Mubadalah.id – Di pekan-pekan terakhir, udara Indonesia terasa semakin menyengat. Termometer di beberapa kota besar menembus 37 hingga 38 derajat Celsius.
Bagi banyak orang, suhu panas yang tinggi ini terasa seperti sekadar fenomena musiman akibat posisi matahari di garis khatulistiwa. Namun, bagi para ilmuwan dan pemerhati lingkungan, ini bukan sekadar “musim panas”. Ini adalah tanda bahwa Bumi sedang kelelahan—dan manusialah yang menambah bebannya.

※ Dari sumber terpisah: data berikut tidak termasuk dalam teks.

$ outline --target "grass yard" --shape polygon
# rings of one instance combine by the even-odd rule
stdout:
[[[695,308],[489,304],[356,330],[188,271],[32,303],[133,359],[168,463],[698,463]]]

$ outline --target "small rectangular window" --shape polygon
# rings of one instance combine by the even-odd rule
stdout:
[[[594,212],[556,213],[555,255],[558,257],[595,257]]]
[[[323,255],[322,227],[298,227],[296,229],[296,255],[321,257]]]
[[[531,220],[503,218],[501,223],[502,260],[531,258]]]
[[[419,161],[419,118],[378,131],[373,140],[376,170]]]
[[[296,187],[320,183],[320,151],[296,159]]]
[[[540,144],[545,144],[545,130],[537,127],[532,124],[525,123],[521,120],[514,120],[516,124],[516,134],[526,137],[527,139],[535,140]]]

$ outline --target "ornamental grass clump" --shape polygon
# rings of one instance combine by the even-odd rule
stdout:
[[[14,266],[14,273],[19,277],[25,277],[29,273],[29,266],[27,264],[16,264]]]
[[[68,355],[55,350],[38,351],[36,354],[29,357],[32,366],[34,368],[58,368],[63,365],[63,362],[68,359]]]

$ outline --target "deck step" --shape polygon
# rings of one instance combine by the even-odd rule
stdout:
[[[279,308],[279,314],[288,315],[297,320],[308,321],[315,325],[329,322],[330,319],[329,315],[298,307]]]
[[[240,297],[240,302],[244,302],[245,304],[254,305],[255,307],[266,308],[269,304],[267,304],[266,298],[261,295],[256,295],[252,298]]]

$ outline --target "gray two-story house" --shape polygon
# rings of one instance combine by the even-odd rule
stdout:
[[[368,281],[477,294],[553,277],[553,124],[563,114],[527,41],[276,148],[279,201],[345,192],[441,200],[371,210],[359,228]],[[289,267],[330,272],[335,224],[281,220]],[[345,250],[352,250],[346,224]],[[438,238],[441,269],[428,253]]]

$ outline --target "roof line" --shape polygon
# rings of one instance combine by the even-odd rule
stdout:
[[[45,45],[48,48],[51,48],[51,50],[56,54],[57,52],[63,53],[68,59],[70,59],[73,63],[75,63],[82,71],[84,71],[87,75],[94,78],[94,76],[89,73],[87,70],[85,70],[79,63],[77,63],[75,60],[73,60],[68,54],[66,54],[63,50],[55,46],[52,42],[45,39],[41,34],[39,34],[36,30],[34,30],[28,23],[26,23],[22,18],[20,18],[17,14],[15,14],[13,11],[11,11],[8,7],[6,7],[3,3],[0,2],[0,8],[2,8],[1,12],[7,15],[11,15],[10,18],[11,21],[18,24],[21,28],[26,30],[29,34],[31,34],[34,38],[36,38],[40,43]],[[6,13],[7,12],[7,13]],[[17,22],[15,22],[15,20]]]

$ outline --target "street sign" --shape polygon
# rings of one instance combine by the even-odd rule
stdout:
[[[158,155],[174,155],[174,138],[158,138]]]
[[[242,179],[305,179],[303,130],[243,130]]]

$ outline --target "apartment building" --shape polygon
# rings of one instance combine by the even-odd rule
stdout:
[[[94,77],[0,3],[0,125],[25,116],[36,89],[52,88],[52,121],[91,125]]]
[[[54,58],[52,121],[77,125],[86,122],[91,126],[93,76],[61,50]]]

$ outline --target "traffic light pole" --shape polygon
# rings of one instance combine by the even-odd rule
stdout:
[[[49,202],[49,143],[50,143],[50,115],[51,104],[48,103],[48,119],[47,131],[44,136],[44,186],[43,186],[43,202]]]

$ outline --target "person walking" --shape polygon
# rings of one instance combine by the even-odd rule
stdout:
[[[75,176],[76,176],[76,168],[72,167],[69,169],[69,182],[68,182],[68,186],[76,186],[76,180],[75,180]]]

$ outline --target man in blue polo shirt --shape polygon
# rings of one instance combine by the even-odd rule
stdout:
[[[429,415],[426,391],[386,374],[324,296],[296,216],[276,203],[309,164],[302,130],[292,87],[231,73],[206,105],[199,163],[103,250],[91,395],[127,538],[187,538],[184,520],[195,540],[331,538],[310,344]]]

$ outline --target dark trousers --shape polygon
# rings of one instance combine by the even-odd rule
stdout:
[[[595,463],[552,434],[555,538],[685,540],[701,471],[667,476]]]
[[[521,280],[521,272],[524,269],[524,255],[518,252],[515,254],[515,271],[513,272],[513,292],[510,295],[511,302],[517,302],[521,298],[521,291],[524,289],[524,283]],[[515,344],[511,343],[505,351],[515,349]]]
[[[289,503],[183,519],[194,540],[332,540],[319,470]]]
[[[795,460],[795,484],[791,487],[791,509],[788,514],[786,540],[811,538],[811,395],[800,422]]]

Menurut Badan Meteorologi, Klimatologi, dan Geofisika (BMKG), suhu panas yang tinggi dan cuaca ekstrem yang melanda Indonesia bulan Oktober ini bukan hal baru. Tapi bedanya, kali ini ia datang lebih lama, lebih kering, dan lebih tajam. Gerak semu matahari dan monsun Australia memperkuat gelombang panas, sementara minimnya awan membuat radiasi matahari menghantam langsung permukaan bumi.

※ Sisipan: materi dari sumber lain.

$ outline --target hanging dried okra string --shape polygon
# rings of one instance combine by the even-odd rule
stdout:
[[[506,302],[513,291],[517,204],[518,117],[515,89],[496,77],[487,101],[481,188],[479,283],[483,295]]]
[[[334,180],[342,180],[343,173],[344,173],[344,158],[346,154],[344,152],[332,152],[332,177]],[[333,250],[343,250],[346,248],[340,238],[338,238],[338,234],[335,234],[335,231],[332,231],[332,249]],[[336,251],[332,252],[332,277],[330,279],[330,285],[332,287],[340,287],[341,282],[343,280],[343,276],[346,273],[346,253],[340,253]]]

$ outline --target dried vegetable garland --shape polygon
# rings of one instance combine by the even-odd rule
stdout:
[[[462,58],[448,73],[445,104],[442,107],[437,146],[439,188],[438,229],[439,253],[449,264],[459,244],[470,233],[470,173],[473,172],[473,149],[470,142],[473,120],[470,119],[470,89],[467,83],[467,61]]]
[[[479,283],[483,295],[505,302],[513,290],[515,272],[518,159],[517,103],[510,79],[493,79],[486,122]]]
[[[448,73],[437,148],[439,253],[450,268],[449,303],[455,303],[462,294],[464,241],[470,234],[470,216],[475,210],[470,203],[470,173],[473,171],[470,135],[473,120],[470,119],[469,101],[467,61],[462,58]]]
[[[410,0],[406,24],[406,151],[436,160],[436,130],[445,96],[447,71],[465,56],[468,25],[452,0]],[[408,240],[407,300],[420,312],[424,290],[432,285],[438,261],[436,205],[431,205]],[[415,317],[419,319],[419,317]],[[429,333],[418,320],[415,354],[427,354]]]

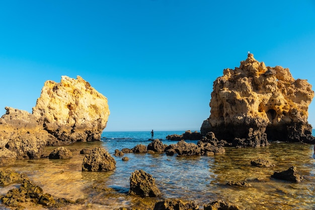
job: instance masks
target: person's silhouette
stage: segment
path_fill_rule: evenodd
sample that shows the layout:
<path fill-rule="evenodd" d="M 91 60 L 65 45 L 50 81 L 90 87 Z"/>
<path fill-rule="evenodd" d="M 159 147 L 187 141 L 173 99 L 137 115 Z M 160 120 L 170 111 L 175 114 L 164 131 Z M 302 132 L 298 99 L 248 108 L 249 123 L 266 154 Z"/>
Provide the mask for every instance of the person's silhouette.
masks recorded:
<path fill-rule="evenodd" d="M 153 132 L 153 130 L 151 131 L 151 139 L 153 139 L 153 136 L 154 135 L 154 132 Z"/>

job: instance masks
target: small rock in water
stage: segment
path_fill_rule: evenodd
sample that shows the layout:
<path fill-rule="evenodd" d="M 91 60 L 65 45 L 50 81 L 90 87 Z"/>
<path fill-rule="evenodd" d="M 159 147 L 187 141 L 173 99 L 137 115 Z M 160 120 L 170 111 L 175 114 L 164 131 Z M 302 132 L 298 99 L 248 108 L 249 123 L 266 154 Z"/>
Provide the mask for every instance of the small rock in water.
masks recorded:
<path fill-rule="evenodd" d="M 143 197 L 157 197 L 161 194 L 155 185 L 155 180 L 142 170 L 134 171 L 130 176 L 130 195 L 137 195 Z"/>
<path fill-rule="evenodd" d="M 229 181 L 226 183 L 226 185 L 236 186 L 242 187 L 251 187 L 252 185 L 245 182 Z"/>
<path fill-rule="evenodd" d="M 60 147 L 49 154 L 50 159 L 65 159 L 72 158 L 72 153 L 67 148 Z"/>
<path fill-rule="evenodd" d="M 276 171 L 273 175 L 271 175 L 271 177 L 290 181 L 293 182 L 300 182 L 304 179 L 304 177 L 297 174 L 296 167 L 294 166 L 290 167 L 286 171 L 281 171 L 281 172 Z"/>
<path fill-rule="evenodd" d="M 272 164 L 270 161 L 265 159 L 254 160 L 251 161 L 251 164 L 252 166 L 260 166 L 263 167 L 270 167 L 274 166 L 274 164 Z"/>
<path fill-rule="evenodd" d="M 153 210 L 198 210 L 199 206 L 194 201 L 165 200 L 155 203 Z"/>
<path fill-rule="evenodd" d="M 204 210 L 241 210 L 236 205 L 222 200 L 216 200 L 203 206 Z"/>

Namun, di balik semua faktor meteorologis itu, ada sebab yang lebih dalam: perubahan iklim global. Data BMKG menunjukkan suhu rata-rata Indonesia pada September 2025 naik 0,35 derajat Celsius dibanding rata-rata tiga dekade terakhir. Angka yang tampak kecil, tapi dalam konteks planet sebesar Bumi, itu berarti tambahan energi panas yang luar biasa besar—setara ratusan miliar ledakan bom atom Hiroshima.
Politik yang Memanaskan Bumi
Pemanasan global bukanlah sekadar isu sains. Ia adalah hasil pilihan politik, ekonomi, dan gaya hidup manusia. Seperti ditulis Ahmad Arif dalam Kompas.id, Indonesia sempat berhasil menurunkan laju deforestasi antara 2017–2021 berkat moratorium sawit dan pengendalian kebakaran.
Namun kini, deforestasi kembali meningkat. Proyek Food and Energy Sovereignty Plan, pelonggaran izin tambang, serta ekspansi biomassa untuk energi “hijau” justru memperluas perusakan hutan.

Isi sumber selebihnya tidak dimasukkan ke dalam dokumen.